_customCMPdb_: Integrating Community and Custom Compound Collections

suppressPackageStartupMessages({
  library(customCMPdb); library(ChemmineR)
})

Introduction

This package serves as a query interface for important community collections of small molecules, while also allowing users to include custom compound collections. Both annotation and structure information is provided. The annotation data is stored in an SQLite database, while the structure information is stored in Structure Definition Files (SDF). Both are hosted on Bioconductor's AnnotationHub. A detailed description of the included data types is provided under the Supplemental Material section of this vignette. At the time of writing, the following community databases are included:

In addition to providing access to the above compound collections, the package supports the integration of custom collections of compounds, that will be automatically stored for the user in the same data structure as the preconfigured databases. Both custom collections and those provided by this package can be queried in a uniform manner, and then further analyzed with cheminformatics packages such as ChemmineR, where SDFs are imported into flexible S4 containers [@Cao2008-np].

Installation and Loading

As Bioconductor package customCMPdb can be installed with the BiocManager::install() function.

if (!requireNamespace("BiocManager", quietly = TRUE))
    install.packages("BiocManager")
BiocManager::install("customCMPdb")

To obtain the most recent updates of the package immediately, one can also install it directly from GitHub as follows.

devtools::install_github("yduan004/customCMPdb", build_vignettes=TRUE)

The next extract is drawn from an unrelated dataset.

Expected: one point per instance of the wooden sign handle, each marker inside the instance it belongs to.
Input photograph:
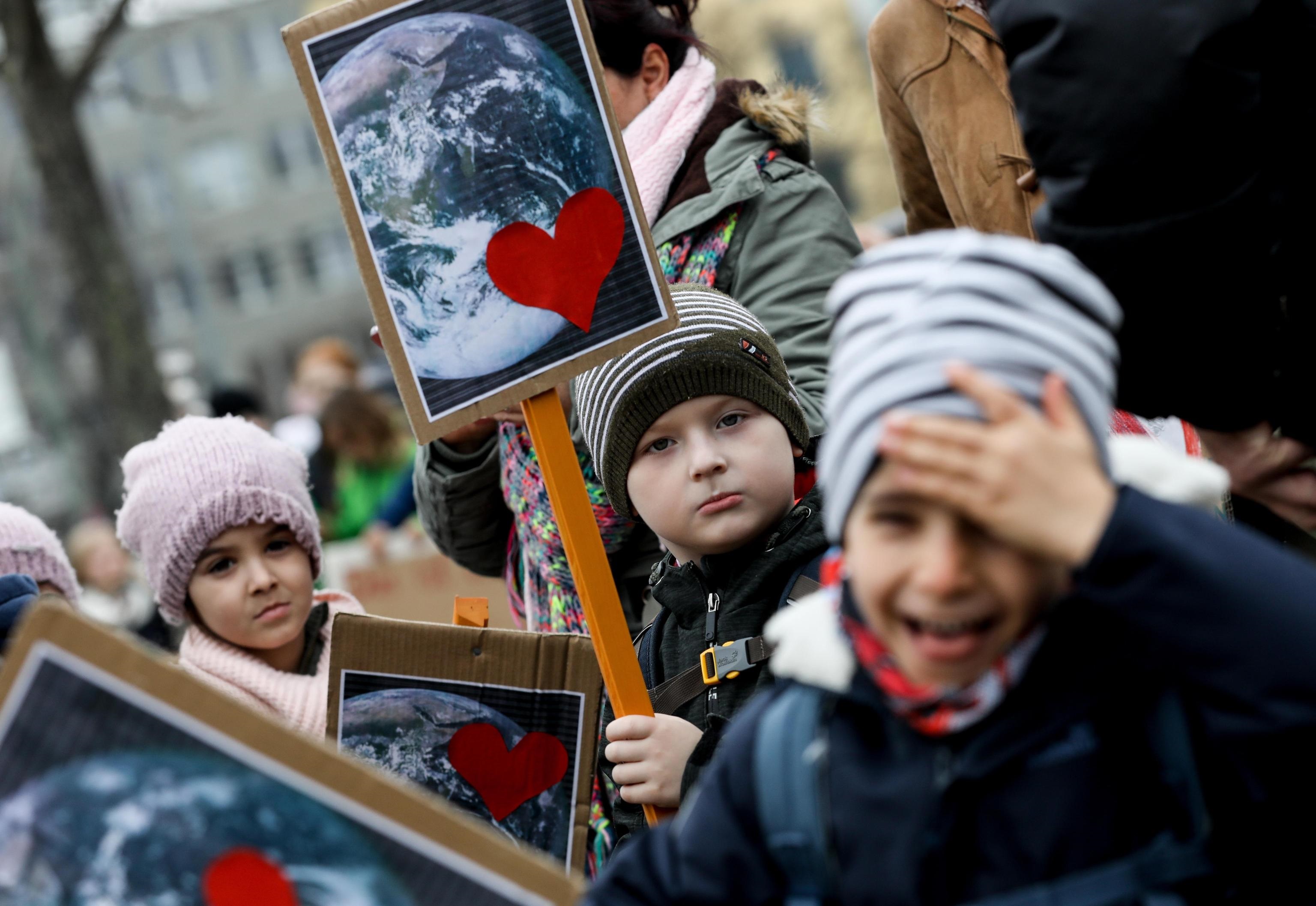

Next the package needs to be loaded in a user's R session.

library(customCMPdb)
library(help = "customCMPdb")  # Lists package info

Open vignette of this package.

browseVignettes("customCMPdb")  # Opens vignette

Overview

The following introduces how to load and query the different datasets.

DrugAge Annotations

The compound annotation tables are stored in an SQLite database. This data can be loaded into a user's R session as follows (here for drugAgeAnnot).

library(AnnotationHub)
ah <- AnnotationHub()
query(ah, c("customCMPdb", "annot_0.1"))
annot_path <- ah[["AH79563"]]
library(RSQLite)
conn <- dbConnect(SQLite(), annot_path)
dbListTables(conn)
drugAgeAnnot <- dbReadTable(conn, "drugAgeAnnot")
head(drugAgeAnnot)
dbDisconnect(conn)

DrugAge SDF

The corresponding structures for the above DrugAge example can be loaded into an SDFset object as follows.

query(ah, c("customCMPdb", "drugage_build2"))
da_path <- ah[["AH79564"]]
da_sdfset <- ChemmineR::read.SDFset(da_path)

Instructions on how to work with SDFset objects are provided in the ChemmineR vignette here. For instance, one can plot any of the loaded structures with the plot function.

ChemmineR::cid(da_sdfset) <- ChemmineR::sdfid(da_sdfset)
ChemmineR::plot(da_sdfset[1])

DrugBank SDF

The SDF from DrugBank can be loaded into R the same way. The corresponding SDF file was downloaded from here. During the import into R ChemmineR checks the validity of the imported compounds.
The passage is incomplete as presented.